Esteri

Ambiente, cala ossigeno in profondità Oceani

L'allarme per la biodiversità marina arriva da uno studio che ha analizzato le "zone a ossigenazione minima" nel mare Arabico, nel Pacifico e non solo

La vita nelle zone profonde degli oceani, che hanno concentrazioni di ossigeno molto basse, è seriamente minacciata dai cambiamenti climatici globali, responsabili di un'ulteriore diminuzione dell'ossigeno.

E' quanto emerso da uno studio che ha analizzato la biodiversità nelle zone a ossigenazione minima (oxygen minimum zone o omz) nel mare Arabico, nel Pacifico orientale e nella baia del Bengala.

La ricerca, nell'ambito del progetto Hermione (Hotspot ecosystem research and man's impact on european seas), è stato finanziata dall'Unione Europea.

Le omz sono aree intermedie dell'oceano nelle quali la saturazione di ossigeno è ai livelli più bassi. Sono create dalla degradazione di materia organica proveniente dai livelli superiori delle acque, ricchi di ossigeno.

Questi livelli sono popolati da minuscole alghe marine e quando muoiono, e lentamente affondano verso il fondo dell'oceano, i batteri aerobici se ne cibano degradando la materia e consumando l'ossigeno.
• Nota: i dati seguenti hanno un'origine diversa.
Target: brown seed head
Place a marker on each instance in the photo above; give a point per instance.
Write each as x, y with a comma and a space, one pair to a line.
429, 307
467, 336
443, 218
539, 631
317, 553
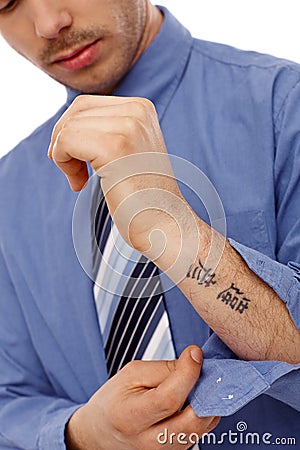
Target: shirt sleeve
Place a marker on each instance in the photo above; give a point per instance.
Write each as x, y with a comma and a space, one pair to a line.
227, 383
32, 415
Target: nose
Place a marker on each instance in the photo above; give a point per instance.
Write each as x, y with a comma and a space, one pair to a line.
50, 17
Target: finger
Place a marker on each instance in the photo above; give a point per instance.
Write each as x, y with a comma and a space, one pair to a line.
170, 395
186, 422
84, 103
92, 139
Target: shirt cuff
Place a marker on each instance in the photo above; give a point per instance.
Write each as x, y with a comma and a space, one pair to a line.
52, 435
227, 384
283, 279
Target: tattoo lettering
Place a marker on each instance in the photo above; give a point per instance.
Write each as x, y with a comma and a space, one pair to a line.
234, 298
202, 274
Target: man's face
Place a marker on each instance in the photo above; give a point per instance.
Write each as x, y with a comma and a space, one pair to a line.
88, 45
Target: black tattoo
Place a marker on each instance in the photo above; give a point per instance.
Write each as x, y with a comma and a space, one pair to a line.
202, 274
234, 298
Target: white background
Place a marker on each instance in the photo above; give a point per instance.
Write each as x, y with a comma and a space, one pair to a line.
28, 97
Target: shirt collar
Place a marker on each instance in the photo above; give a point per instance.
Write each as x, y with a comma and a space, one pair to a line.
158, 71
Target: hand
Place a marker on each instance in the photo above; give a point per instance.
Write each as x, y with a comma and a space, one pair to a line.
122, 140
142, 400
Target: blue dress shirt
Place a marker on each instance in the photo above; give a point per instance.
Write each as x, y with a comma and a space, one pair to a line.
236, 116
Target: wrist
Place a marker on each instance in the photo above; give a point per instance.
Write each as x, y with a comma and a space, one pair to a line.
75, 431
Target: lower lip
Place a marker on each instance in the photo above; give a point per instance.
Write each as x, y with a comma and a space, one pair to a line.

A causa della mancanza di rimescolamento della colonna d'acqua (una colonna d'acqua ipotetica che va dalla superficie ai sedimenti del fondo), queste zone non vengono rifornite di ossigeno, il che porta alla formazione di omz a profondità che vanno dai 100 ai 1.000 metri.

Le parti centrali tendono a essere abbastanza stabili, cambiamenti stagionali o più a lungo termine possono invece provocare mutamenti ai loro confini e di conseguenza alla composizione della comunità.

I sedimenti in queste zone contengono comunque grandi quantità di materia organica. Di conseguenza costituiscono gli habitat ideali per alcuni microorganismi e specie di animali capaci di sopportare bassi livelli di ossigeno.